Often they are unaware of and find it difficult to navigate through the services and resources that exist to help them. In addition, a large majority of custodial grandparents have "informal relationships" with their grandchildren, meaning that the grandchild's custody went directly from the parent to the grandparent without involvement of the child welfare system. This informal relationship excludes them from many services and resources that are available to those with legal custody or guardianship.
A story in CWLA's recent Children's Voice Magazine highlights the issues seniors face, including those of Frederick, Md.-based grandmother -- Christine Holland. She and her husband John faced many challenges after their granddaughter Chris came to live with them.
After a protracted and costly court battle with their daughter to adopt Chris, the couple decided to forgo reaching out to child welfare, fearing more red tape.
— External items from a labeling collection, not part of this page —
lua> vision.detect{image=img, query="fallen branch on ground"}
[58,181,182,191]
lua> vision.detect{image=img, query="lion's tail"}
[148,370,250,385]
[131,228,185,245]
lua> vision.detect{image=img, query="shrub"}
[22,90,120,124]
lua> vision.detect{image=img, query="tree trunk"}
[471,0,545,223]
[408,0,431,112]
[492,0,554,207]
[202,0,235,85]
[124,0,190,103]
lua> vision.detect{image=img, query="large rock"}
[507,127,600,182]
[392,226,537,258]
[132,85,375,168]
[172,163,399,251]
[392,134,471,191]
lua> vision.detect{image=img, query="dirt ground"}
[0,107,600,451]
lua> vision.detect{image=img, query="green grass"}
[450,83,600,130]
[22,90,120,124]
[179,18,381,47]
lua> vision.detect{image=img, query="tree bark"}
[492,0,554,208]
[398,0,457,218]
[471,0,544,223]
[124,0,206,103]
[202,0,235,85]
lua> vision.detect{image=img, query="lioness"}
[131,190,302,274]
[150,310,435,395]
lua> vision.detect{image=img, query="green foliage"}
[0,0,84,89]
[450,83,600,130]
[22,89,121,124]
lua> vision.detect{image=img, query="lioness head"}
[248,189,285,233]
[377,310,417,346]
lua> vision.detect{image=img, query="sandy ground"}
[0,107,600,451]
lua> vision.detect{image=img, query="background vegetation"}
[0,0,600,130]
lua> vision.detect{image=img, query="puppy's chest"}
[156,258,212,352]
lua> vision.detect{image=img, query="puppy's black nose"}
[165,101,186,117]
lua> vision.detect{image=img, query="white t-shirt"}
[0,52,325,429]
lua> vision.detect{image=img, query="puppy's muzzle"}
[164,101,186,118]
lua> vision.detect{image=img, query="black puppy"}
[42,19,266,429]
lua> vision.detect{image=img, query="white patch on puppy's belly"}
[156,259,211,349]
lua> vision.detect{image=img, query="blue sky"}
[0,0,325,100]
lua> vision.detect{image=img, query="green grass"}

What they didn't realize is that had they adopted her through the child welfare system, their granddaughter would have been eligible for health care, child care, and money for college.
In an effort to combat the difficulty of accessing services, the Fostering Connections to Success Act of 2008 allocated funding to establish centralized kinship navigator programs in states nationwide.
Kinship navigator programs help relative caregivers gain access to legal assistance, support groups, financial assistance, food stamps, respite care, and other critical services. Although these programs cost money, keeping more children from entering foster care saves taxpayer money and is a healthier alternative for many children.
At a national level, CWLA has been actively engaged in efforts to advance the implementation process of the Fostering Connections Act. For instance, CWLA is marking 2011 as the Year of the Grandparent: Keeping Kin Connected. Throughout the year, CWLA is paying tribute to America's grandparents and other kinship caregivers and promoting this parenting model as an effective way to reduce the number of children entering the foster care system and keep them connected to family.
As part of this effort, CWLA is partnering with Generations United, AARP, the Children's Defense Fund, GrandFamilies of America, and National Committee of Grandparents for Children's Rights to support the fourth annual GrandRally on September 15th, when thousands of grandparent and relative caregivers will gather on the West Lawn of the Capitol to highlight the critical need to protect and strengthen Social Security to support this vulnerable population.
Although kinship caregivers are not necessarily traditional child welfare parents, as the Year of the Grandparent and other initiatives move forward, kinship caregivers have reason to hope that the system will continue to evolve to meet the needs of their families.
For children whose parents are unable or unwilling to care from them, the love, support, and experience a grandparent can provide is often the next best option. Making it easier for grandparents to transition into grand-parenthood will make this unexpected life change better for all.